Children across countries in Africa are set to benefit as the University of London signs a Memorandum of Understanding (MoU) with the East Central South Africa College of Paediatrics and Child Health (ECSAPACH) to support the development, design and delivery of blended training for doctors in child health care.
Under the terms of the MoU, leading child health specialists and clinical educators from six African states will benefit from sharing knowledge with each other, and with experts in the University of London’s Centre for Online and Distance Education (CODE).
There will be several phases to the project, which is aimed at supporting the development of high quality and appropriately contextualised blended learning provision for medical staff across the region. CODE will support ECSAPACH through a range of activities including:
A three-day workshop in London;
Engagement with needs and capacity analyses and planning;
An online staff development and capacity building course supporting the ongoing monitoring, evaluation and improvement planning of training for medical staff in child health care.

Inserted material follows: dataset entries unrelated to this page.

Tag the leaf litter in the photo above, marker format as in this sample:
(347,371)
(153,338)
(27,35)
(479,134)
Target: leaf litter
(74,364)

The medical training course will launch in Kenya, Uganda, Tanzania, Ethiopia, Botswana and Zimbabwe and it is anticipated that other member states will join in due course.
“The future of nations hinges upon the well-being of their youth, underscoring the imperative of ensuring they receive an optimal foundation in life. As paediatricians, we hold the power to enhance the prospects of every child’s future by consistently improving healthcare access for them and their families. Therefore, it is with great enthusiasm that the ECSAPACH Faculty and Fellows anticipate participation in a project that will expand our knowledge and information resources. This initiative will enable us to educate doctors across Africa, right within the very hospitals where they are already providing care, through online and distance learning methods.”
Dr Linda Amrane-Cooper, Director of the Centre for Online and Distance Education said:
“ECSAPACH performs an essential role across Central and Southern Africa, and it’s a privilege for the University of London to be able to contribute to a project which enables the sharing and improving of knowledge among doctors and health professionals in the region.”